The power generated by those could, according to Norkis, power all the homes in Woodbine, West Wildwood or Cape May Point. Linked with the PJM Interconnect via Atlantic City Electric lines, any excess not needed at the site can be sold on that grid.
The new plant is not the first such facility at the landfill. Two 150-kilowatt generators were placed into service in 2005 and help to power the landfill, which uses an estimated $250,000 annually in electricity.
Norkis said the MUA sells between $40,000 and $60,000 in electricity to Atlantic City Electric.
“Landfill gas burns cleaner than fuel oil,” Norkis told the assembled crowd.

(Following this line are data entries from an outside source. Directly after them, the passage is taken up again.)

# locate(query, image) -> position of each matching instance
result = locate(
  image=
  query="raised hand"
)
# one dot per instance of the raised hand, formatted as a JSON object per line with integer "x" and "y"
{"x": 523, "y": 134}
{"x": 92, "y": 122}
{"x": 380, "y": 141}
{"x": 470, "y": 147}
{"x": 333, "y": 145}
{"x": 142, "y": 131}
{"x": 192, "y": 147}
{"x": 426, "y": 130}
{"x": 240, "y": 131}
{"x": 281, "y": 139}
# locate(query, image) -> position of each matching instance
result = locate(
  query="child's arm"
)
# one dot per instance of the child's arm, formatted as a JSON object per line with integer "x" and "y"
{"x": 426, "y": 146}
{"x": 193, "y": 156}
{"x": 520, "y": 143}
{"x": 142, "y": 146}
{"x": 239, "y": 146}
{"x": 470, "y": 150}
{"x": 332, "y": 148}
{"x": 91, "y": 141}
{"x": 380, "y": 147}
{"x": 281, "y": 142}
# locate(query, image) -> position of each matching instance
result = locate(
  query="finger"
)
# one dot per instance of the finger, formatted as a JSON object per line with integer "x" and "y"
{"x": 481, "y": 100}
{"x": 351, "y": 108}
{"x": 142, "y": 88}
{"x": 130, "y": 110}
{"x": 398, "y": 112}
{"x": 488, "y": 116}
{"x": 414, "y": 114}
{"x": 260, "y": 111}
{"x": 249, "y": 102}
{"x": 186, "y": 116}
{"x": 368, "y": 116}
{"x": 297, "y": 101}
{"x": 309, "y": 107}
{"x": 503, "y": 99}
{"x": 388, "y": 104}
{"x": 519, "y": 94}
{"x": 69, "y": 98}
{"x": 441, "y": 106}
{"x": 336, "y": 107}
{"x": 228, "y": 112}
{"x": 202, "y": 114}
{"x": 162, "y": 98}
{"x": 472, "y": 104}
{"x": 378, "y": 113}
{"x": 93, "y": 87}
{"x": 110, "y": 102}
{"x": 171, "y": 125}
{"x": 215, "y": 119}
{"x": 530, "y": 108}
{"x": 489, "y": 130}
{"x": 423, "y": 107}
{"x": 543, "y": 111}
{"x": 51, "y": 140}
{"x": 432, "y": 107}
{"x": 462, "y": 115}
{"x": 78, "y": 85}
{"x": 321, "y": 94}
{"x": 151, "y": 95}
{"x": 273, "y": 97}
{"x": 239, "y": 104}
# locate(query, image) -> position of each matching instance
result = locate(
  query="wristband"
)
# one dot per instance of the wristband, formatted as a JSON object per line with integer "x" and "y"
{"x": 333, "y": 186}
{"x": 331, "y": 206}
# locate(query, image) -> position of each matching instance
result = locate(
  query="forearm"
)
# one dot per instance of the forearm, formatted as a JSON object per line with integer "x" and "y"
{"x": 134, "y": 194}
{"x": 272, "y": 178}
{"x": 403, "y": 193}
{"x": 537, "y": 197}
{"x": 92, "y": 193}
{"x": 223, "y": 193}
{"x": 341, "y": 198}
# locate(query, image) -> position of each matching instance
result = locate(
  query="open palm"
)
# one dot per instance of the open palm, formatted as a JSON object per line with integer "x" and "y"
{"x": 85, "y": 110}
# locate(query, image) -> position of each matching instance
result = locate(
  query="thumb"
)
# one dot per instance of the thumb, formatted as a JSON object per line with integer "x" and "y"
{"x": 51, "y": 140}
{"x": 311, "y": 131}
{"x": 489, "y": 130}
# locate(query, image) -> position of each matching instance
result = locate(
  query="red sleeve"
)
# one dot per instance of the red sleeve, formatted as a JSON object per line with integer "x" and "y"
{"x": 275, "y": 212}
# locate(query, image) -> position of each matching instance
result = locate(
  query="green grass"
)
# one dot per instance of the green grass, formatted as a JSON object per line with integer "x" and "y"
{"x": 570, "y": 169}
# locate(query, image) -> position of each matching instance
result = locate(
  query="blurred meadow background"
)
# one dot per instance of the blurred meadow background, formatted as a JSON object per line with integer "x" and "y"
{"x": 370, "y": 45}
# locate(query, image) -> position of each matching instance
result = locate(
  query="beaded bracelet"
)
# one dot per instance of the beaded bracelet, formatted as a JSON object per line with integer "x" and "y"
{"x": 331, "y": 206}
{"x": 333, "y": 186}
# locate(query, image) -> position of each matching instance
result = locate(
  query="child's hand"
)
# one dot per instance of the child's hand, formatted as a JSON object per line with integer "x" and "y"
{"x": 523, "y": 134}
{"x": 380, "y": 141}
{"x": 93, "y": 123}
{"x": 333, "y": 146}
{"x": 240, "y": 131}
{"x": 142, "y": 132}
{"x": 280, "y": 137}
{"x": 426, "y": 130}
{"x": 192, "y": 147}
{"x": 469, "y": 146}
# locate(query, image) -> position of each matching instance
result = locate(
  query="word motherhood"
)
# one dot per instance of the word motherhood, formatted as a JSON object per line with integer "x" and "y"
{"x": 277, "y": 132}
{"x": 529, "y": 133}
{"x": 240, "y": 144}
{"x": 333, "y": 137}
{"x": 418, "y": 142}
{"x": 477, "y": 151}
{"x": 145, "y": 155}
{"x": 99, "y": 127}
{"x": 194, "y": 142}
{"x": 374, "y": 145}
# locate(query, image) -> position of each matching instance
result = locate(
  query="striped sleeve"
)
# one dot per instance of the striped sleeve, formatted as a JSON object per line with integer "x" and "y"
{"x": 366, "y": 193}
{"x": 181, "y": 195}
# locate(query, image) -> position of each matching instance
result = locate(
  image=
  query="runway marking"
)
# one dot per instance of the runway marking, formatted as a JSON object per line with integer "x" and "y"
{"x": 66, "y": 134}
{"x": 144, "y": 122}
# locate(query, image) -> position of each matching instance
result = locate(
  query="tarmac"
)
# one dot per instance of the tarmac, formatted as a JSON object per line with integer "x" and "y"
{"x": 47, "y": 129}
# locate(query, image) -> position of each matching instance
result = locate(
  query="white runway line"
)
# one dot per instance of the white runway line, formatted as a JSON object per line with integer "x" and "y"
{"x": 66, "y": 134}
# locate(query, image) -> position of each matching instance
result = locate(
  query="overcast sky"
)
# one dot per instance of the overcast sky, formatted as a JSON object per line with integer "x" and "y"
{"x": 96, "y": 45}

The plant was entirely an in-house” project from the start, he said. That meant all the engineering, securing of permits, which took over two years, as well as design and labor was done by authority workers. Some of those were assigned from wastewater treatment plants to weld over 1,000 feet of pipes.
“The cost saving was tremendous,” Norkis said of the project. “It will pay for itself in five years,” he said.
Assisting the authority in funding were grants from the Board of Public Utilities of $256,320 and the Department of Environmental Protection’s Landfill Fund.
He cited cooperation with Atlantic City Electric, which was needed to tie into the grid via its network.
While the facility produced electric, if power fails, it must cease operation, he said. That way, no utility worker could be injured by coming in contact with an energized line.
Boyle said the PJM is a high voltage grid that services 61 million customers through its region. Not all are large plants, such as Salem and Oak Creek, or vast solar farms generating 700 megawatts of power. He said PJM incorporated many different producers from 185,000 commercial generators, and none are favored over another.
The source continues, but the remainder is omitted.